Prior screening by Arizona State University (ASU) for 239 contaminants in nationally representative samples of MSS collected from more than 160 U.S. wastewater treatment plants (WWTPs), showed the presence of 130 CECs in MSS (Venkatesan et al. 2015, Venkatesan et al. 2014a, 2014b). These included pharmaceuticals and personal care products (PPCPs), brominated flame retardants (BFRs), perfluorinated chemicals (PFCs), 4-nonylphenol and its ethoxylates (NP and NPEOs), as well as hormones, polybrominated dioxins and furans (PBDD/Fs), and nitrosamines. Chemicals detected were calculated to contribute about 0.04-0.15% of the total dry mass of MSS produced in the U.S. annually, a mass equivalent to 0.4-1.5 g/kg of dry sludge or about 4,700 tonnes (range: 2,600-7,900 tonnes) of chemicals annually. However, this estimate is conservative with respect to mass (i.e., lower than the true value), since other industrial organic chemicals known to occur in MSS (e.g., linear alkylbenzene sulfonates, PCBs, etc.) were not included in the screening.
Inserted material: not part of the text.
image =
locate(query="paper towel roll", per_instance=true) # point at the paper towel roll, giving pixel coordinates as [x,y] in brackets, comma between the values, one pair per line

The lack of transformation of these contaminants during optimized biological wastewater treatment and sludge treatment processes (e.g., activated sludge treatment followed by anaerobic digestion), indicate a strong persistence and resistance to biotransformation of these compounds upon release into the environment (Venkatesan and Halden 2014a).
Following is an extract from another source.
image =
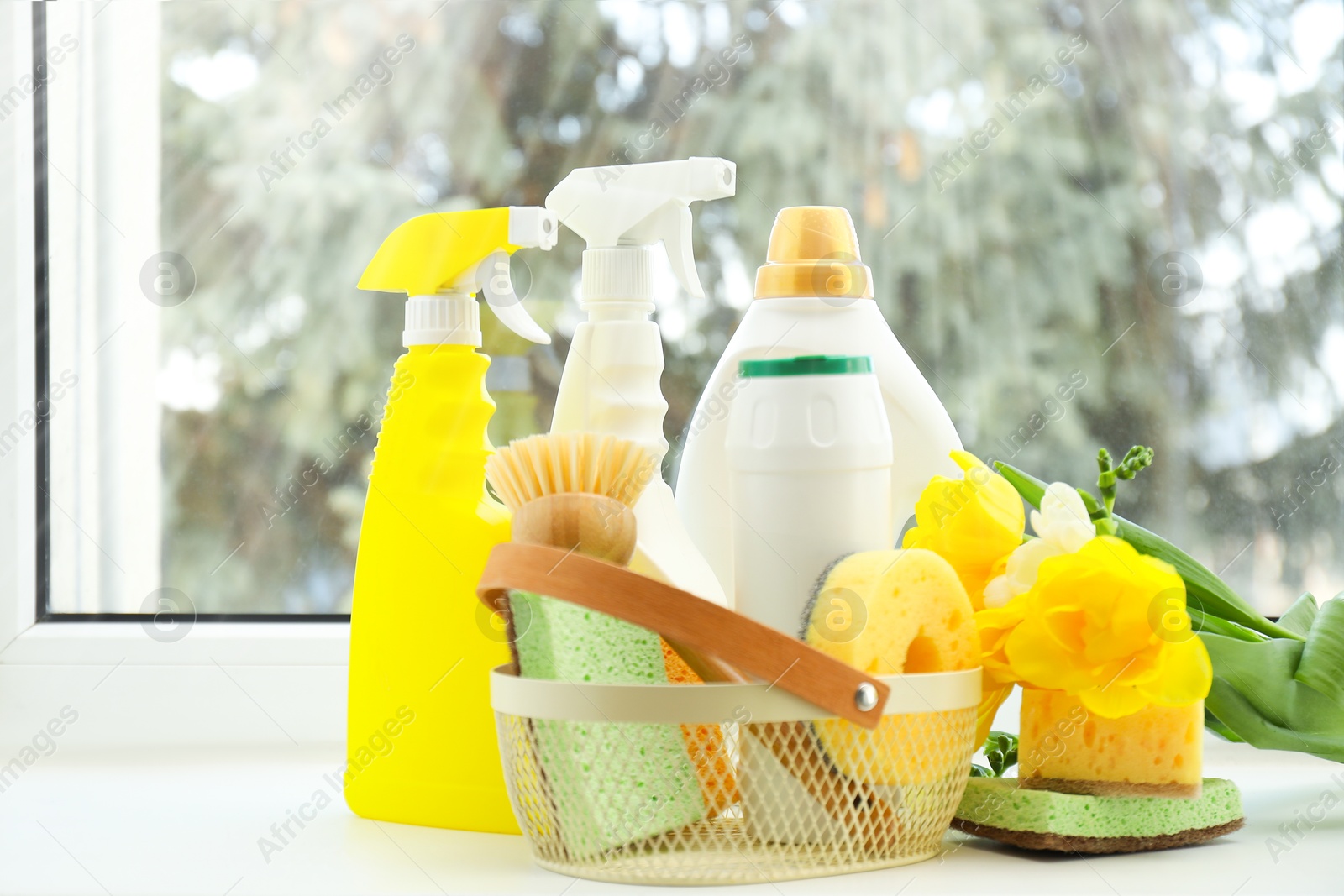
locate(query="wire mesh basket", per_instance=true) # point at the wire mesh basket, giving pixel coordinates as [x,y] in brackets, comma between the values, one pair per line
[730,783]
Another important concern is leaching of contaminants from land applied MSS. Recent studies have shown contamination of groundwater, surface water, and uptake of CECs by agricultural crops from soils amended with MSS (Clarke and Smith 2011, Lapworth et al. 2012, Sepulvado et al. 2011, Wu et al. 2010, Xia et al. 2010). NP and NPEOs, PFCs and PPCPs have been shown to leach from MSS at significant concentrations (Edwards et al. 2009, La Guardia et al. 2001, Lindstrom et al. 2011, and Sepulvado et al. 2011). PFC concentrations in well water and surface water resulting from contaminant leaching from nearby fields amended with MSS were shown to be in excess of U.S. EPA's health advisory level for drinking water (Lindstrom et al. 2011). This brings up two important questions addressed by the inventors in the solution presented herein: First, what fraction of the estimated contaminant load of 4,700 tonnes can readily leach from land-applied MSS to contaminate our water resources? And, secondly, is there a straightforward technology that can remove this leachable fraction of the contaminant mass from MSS prior to disposal on land? Current safety assessments of land-applied MSS are incomplete, as this information is not available. The methods and systems presented herein address this knowledge gap and introduce a straightforward process for removing the leachable fraction of contaminants from MSS to prevent adverse environmental and human health effects upon MSS recycling on land.
The present invention provides novel solutions for the deficiencies inherent in methods like those described above.